A CT heart scan, when properly used, generates little revenue, a few hundred dollars to a scan center, barely enough to pay for a device that costs up to $2 million. However, CT coronary angiograms, in contrast, yield around $2000 per test. More importantly, they yield downstream revenues, since CT angiograms are performed as preludes to conventional heart catheterizations, angioplasty, stents, bypass surgery, etc. Now we're talking tens or hundreds of thousands of dollars revenue per test.

What puzzles me is that much of that increased cost comes out of the insurance company. Why would they support such tests if it exposes them to more costs? I'm not certain. It could be the greater pressures exerted by the big CT companies and powerful physician organizations. I seriously doubt that the insurance companies truly believe that heart scans for coronary calcium scoring are "experimental" while CT coronary angiograms are "proven." If all we did was compare the number of clinical studies that validate both tests, we'd find that the number of studies validating heart scans eclipses that of coronary angiograms several fold. Experimental? Hardly.

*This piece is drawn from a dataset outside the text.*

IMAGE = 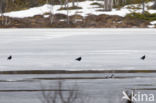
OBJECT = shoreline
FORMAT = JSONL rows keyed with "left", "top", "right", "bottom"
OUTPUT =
{"left": 0, "top": 70, "right": 156, "bottom": 74}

The smell of money by physicians eager to jump on the bandwagon of a new revenue-producing procedure is probably enough to have them lobby insurers successfully. In contrast, plain old heart scans just never garnered the kind of vigorous and vocal support, since nobody gets rich off of them.

If CT coronary angiograms are sufficiently revenue producing that my colleagues and the CT scanner manufacturers have managed to successfully lobby the health insurers, even one as financially "tight" as the one I spoke to today, well then I take that as testimony that money drives testing, as it does the behavior of hospitals, many of my colleagues, and can even force the hand of insurers.